The air tasted stale, the dry heat and the sand blocked all of my senses, even sight when the wind howled across the field. Is it really as bad as they say?
There were murmurs in the crowd that I had ruined the tournament. It was so control and so precise, a gimmick and manufactured this time around. There was no stake, there was no heart. The whole of the tournament was emptiness.
The people that said this are the people that followed Shao Kahn to the slums and worked him over as a hero who could make Outworld better than it had ever been under my rule. The other half felt themselves tired of me and saw passion and justice under the rule of Kotal Kahn. He spoke the right words to carry my fairness, but infused with his passion for justice.

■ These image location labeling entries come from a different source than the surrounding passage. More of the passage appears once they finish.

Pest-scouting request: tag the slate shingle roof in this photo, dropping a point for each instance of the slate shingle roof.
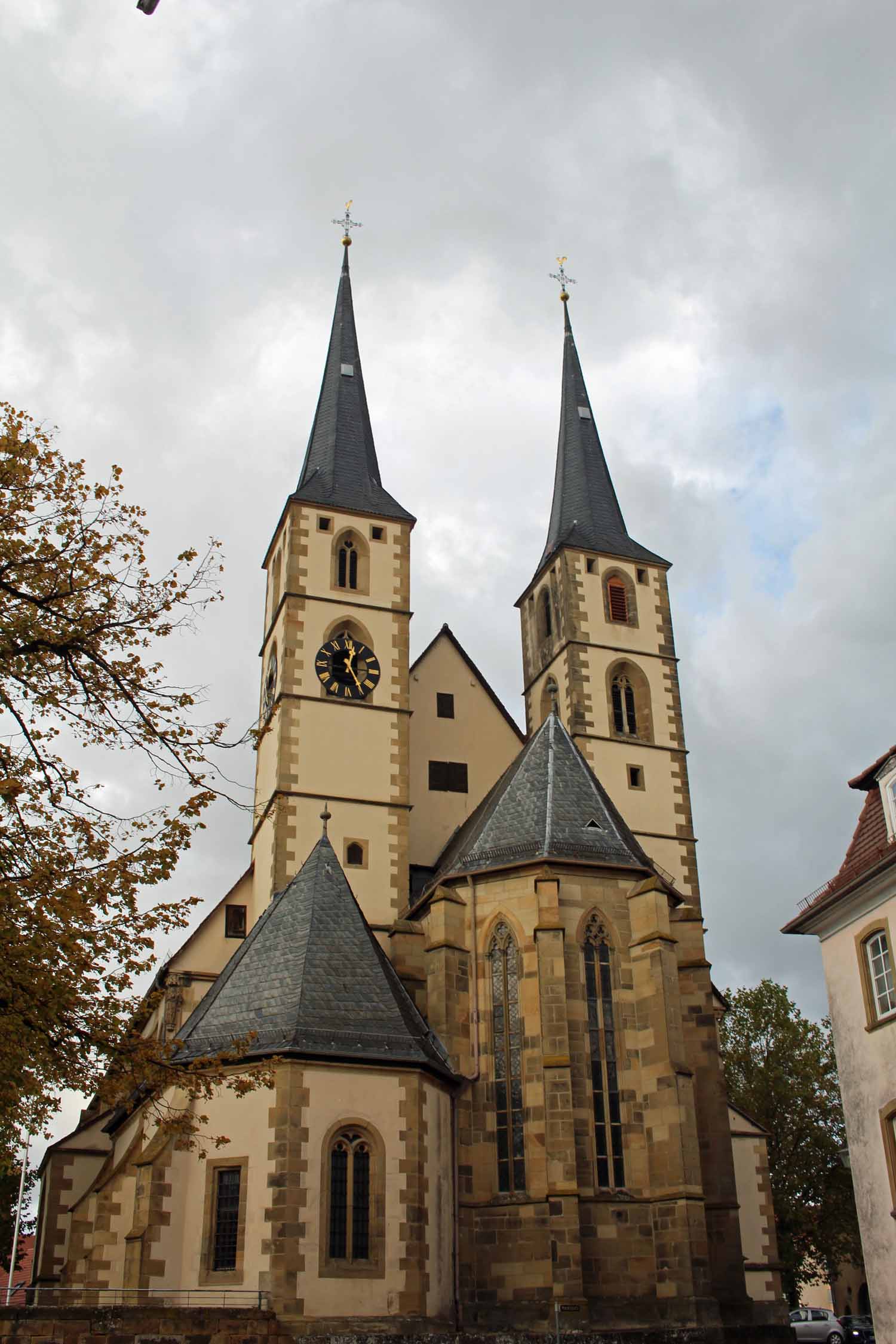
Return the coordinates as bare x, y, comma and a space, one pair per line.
312, 980
585, 511
548, 804
340, 467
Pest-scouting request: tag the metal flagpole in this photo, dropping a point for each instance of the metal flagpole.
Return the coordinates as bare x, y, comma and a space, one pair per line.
15, 1234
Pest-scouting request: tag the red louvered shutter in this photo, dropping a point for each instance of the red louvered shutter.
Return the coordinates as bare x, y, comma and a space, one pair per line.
618, 603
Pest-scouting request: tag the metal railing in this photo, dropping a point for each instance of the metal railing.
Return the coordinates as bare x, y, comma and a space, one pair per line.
846, 875
238, 1299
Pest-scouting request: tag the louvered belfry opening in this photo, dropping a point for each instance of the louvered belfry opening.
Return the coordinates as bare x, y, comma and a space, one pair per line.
349, 1198
602, 1042
507, 1038
618, 600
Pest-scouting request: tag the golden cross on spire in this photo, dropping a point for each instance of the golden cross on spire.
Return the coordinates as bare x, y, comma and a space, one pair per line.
563, 280
347, 223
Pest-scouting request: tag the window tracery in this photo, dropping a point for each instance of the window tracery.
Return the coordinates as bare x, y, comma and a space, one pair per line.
349, 1196
602, 1049
507, 1039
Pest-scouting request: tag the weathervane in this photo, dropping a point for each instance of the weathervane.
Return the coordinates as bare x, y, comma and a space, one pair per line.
563, 280
347, 223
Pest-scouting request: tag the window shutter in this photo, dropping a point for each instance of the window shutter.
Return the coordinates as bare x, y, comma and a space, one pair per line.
618, 601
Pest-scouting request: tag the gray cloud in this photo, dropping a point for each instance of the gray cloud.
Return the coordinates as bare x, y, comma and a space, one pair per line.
722, 180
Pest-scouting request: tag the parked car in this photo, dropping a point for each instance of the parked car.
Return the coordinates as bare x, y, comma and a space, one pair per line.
814, 1323
859, 1330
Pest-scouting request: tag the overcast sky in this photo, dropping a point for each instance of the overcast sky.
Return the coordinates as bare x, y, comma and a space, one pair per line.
722, 179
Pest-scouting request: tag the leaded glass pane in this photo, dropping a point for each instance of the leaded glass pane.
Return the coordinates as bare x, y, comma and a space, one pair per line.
605, 1087
226, 1218
339, 1202
362, 1203
508, 1062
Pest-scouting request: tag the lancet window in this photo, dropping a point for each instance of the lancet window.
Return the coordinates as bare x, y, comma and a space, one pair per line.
347, 565
602, 1042
507, 1039
624, 711
349, 1196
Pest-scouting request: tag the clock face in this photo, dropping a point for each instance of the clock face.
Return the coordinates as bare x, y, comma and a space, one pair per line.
271, 682
347, 668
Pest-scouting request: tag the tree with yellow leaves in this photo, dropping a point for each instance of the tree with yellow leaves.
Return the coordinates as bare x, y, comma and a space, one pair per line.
79, 620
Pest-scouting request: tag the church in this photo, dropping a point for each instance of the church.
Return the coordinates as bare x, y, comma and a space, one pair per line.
476, 956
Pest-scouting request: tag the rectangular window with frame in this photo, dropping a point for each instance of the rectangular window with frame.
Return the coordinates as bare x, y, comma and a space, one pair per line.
234, 921
880, 968
226, 1218
449, 777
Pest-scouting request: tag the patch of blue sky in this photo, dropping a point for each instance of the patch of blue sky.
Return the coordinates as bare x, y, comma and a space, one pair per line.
770, 506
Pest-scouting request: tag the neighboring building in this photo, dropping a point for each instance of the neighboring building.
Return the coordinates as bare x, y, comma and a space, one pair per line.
854, 916
484, 975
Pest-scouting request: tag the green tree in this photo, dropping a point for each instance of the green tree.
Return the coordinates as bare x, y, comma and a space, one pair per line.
81, 617
781, 1069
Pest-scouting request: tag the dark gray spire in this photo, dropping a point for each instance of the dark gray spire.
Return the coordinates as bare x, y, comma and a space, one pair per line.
312, 980
548, 804
340, 467
585, 513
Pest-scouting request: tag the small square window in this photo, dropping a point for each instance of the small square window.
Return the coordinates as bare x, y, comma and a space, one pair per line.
234, 921
448, 777
355, 854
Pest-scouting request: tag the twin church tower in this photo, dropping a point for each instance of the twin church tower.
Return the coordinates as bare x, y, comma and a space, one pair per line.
476, 955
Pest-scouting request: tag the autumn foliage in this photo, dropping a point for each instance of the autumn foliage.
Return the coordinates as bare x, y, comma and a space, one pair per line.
81, 617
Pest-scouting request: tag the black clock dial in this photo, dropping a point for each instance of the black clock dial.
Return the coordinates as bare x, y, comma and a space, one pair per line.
347, 668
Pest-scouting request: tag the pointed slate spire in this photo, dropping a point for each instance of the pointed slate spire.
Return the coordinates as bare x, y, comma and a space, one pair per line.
548, 804
340, 467
585, 513
312, 980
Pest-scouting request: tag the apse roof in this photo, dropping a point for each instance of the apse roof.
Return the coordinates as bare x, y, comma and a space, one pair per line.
312, 980
548, 804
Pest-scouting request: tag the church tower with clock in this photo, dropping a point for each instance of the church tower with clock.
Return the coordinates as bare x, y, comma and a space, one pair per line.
335, 653
472, 959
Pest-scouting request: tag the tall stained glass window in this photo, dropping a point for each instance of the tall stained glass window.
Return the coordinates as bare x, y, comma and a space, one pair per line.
349, 1196
507, 1038
602, 1041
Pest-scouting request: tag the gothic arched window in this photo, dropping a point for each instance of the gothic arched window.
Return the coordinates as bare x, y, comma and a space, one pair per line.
602, 1049
347, 565
507, 1041
624, 711
349, 1196
546, 619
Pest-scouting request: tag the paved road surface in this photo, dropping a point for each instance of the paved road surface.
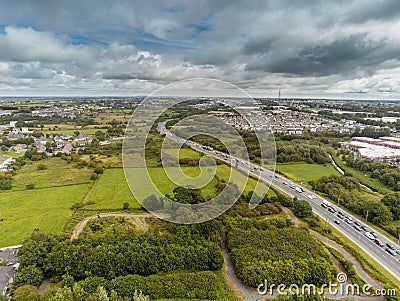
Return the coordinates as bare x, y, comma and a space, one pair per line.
379, 254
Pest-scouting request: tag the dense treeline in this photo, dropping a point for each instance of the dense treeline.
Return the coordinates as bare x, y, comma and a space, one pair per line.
345, 190
288, 256
384, 172
195, 285
110, 257
371, 132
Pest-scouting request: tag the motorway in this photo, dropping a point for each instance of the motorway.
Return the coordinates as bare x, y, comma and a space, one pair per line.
344, 225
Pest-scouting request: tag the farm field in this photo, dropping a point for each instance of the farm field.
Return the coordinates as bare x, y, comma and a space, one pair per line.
58, 173
306, 172
71, 130
362, 177
45, 209
111, 189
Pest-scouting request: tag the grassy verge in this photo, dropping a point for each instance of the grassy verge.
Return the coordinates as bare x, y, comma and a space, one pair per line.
44, 209
365, 179
304, 172
57, 172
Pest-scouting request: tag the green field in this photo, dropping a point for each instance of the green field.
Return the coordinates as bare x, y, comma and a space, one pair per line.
306, 172
111, 189
361, 176
58, 173
12, 154
46, 209
89, 131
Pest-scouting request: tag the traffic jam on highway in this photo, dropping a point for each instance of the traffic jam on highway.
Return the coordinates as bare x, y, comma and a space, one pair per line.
371, 235
340, 219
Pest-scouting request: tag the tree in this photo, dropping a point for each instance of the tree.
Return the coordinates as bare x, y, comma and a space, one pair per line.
26, 293
102, 293
30, 274
392, 201
138, 296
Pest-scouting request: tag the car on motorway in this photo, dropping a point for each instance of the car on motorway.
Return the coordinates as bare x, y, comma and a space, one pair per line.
390, 251
298, 189
325, 204
369, 235
390, 246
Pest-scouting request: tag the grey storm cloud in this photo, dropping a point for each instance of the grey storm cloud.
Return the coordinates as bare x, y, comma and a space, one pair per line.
96, 45
339, 57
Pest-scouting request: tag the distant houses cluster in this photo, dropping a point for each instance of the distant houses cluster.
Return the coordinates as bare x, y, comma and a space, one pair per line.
51, 144
384, 149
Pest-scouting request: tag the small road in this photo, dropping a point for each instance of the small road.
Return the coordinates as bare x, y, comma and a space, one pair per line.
357, 266
136, 217
291, 215
248, 294
356, 234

All of the politics and none of the worry, because at the end of the day, this entire tournament is for nothing. The deaths that I would allow were all political. Raiden would die at the hands of Shao Kahn because I wanted him to. Though it had not happened yet, I could see it with my own eyes, whether the sand blocked my vision or not.
That is also something I heard, that ultimately my lack of justice when it was time to punish Shao Kahn was not as passionate as Kotal's because Shao should not be Kahn. Shao should be dead.
They're right. There was something inside me that, though I had tried to kill him once, didn't have the heart to. He had raised me, and though he raised me under a mountain of lies, he was still my father figure for so many years. It wouldn't be the same if Mileena stood before me, because she was a fabrication of science and magic. She should not have existed, and yet I hear a new Mileena has been birthed.
Was Raiden right? Is fate really unchangeable? Is destiny nothing more than a fixed point in time, never to be altered at the end, but just how we get there?
Is that the same with my mother? No matter the misery I feel not being able to be her girl the way this timeline's Kitana is able to be, will she still meet her end at the hands of injustice?
Perhaps Raiden shouldn't perish, or maybe it's just not his destiny to die.
Gods can't die.
Only forgotten.
The day progressed as dull as the first. A handful of fighters began to work the crowd like this was some sort of entertainment rather than a rite of life and destiny. The crowds could tell there was no heart this time, even though we on the field felt as though this were the most important one yet.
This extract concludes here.